Graphs in : cluster, ONNX model architecture.
A (heterogeneous) – T1 : object, N-dimensional matrix A.
B (heterogeneous) – T2 : object, N-dimensional matrix B.
a_zero_point (optional, heterogeneous) – T1 : object, zero point tensor for input ‘A’. It’s optional and default value is 0. It could be a scalar or N-D tensor. Scalar refers to per tensor quantization whereas N-D refers to per row quantization. If the input is 2D of shape [M, K] then zero point tensor may be an M element vector [zp_1, zp_2, …, zp_M]. If the input is N-D tensor with shape [D1, D2, M, K] then zero point tensor may have shape [D1, D2, M, 1].

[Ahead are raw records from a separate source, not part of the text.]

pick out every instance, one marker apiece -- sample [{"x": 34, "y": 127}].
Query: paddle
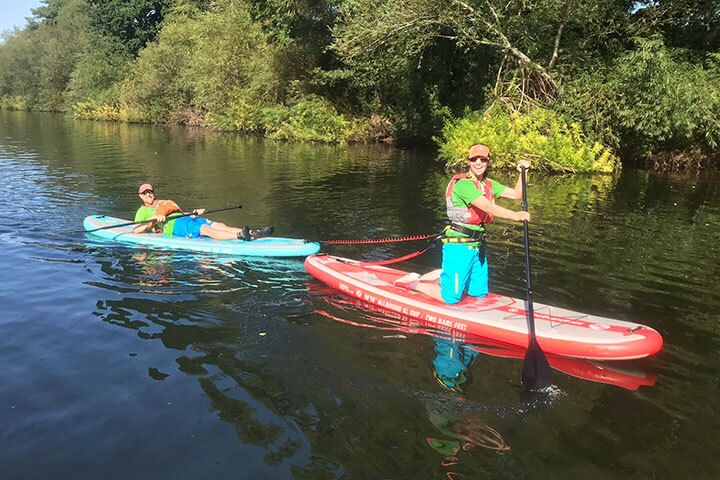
[
  {"x": 172, "y": 217},
  {"x": 536, "y": 371}
]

b_zero_point (optional, heterogeneous) – T2 : object, zero point tensor for input ‘B’. It’s optional and default value is 0. It could be a scalar or a N-D tensor, Scalar refers to per tensor quantization whereas N-D refers to per col quantization. If the input is 2D of shape [K, N] then zero point tensor may be an N element vector [zp_1, zp_2, …, zp_N]. If the input is N-D tensor with shape [D1, D2, K, N] then zero point tensor may have shape [D1, D2, 1, N].

Parameters : cluster,
training? : boolean, whether the layer is in training mode (can store data for backward).

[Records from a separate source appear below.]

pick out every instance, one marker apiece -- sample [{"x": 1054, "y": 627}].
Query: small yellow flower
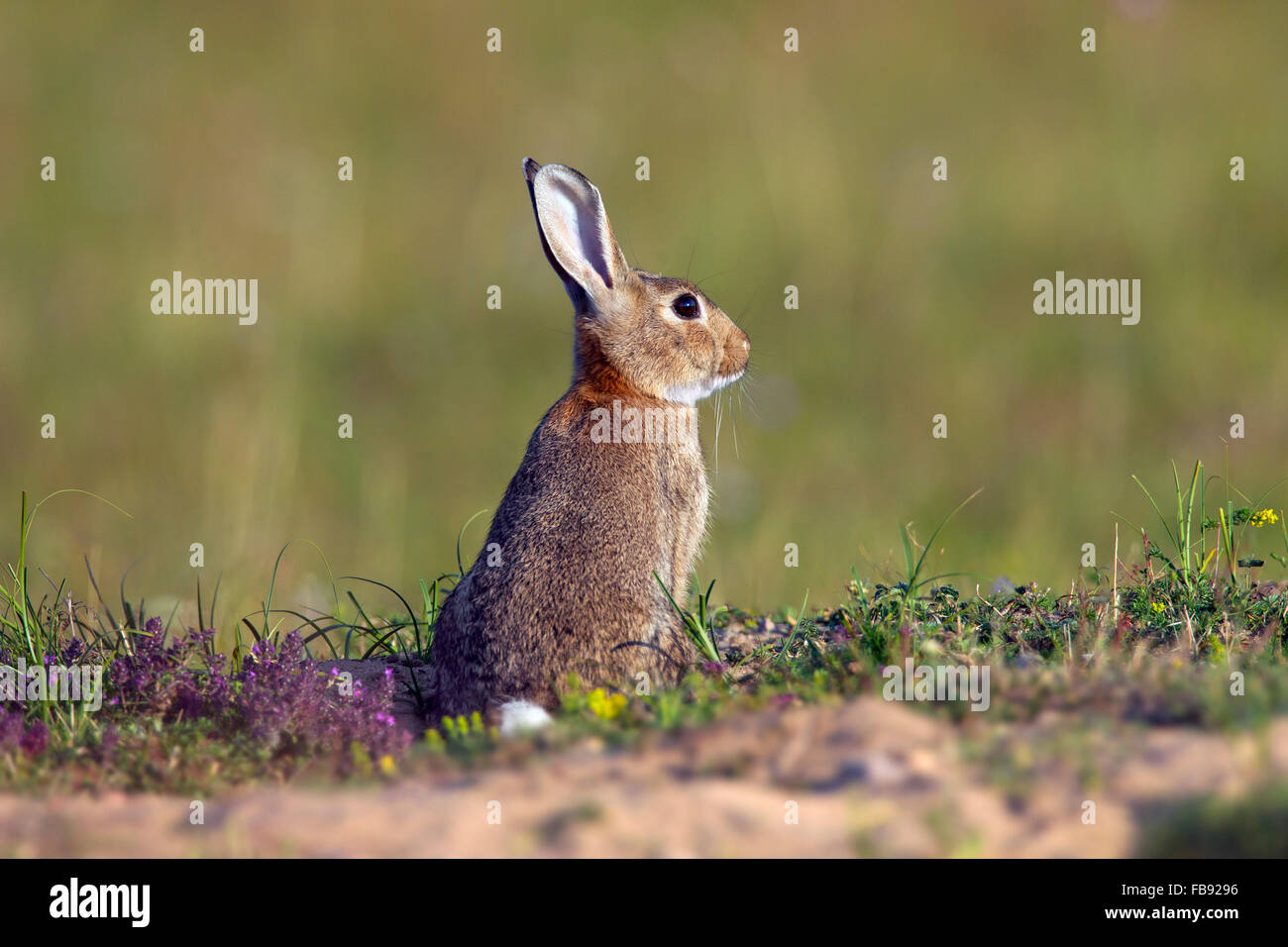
[
  {"x": 1263, "y": 518},
  {"x": 605, "y": 706}
]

Default value “True”. lda coeff : float, defines the coefficient by which the loss derivative will be multiplied before being sent to the previous layer (since during the backward run we go backwards).
Default value “1”.
name (optional) : string, name of the node.

Output parameters
Y (heterogeneous) – T3 : object, matrix multiply results from A * B.
Type Constraints
T1 in (tensor(int8)
, tensor(uint8)
) : Constrain input A data type to 8-bit integer tensor.
T2 in (tensor(int8)
, tensor(uint8)
) : Constrain input B data type to 8-bit integer tensor.
T3 in (tensor(int32)
) : Constrain output Y data type as 32-bit integer tensor.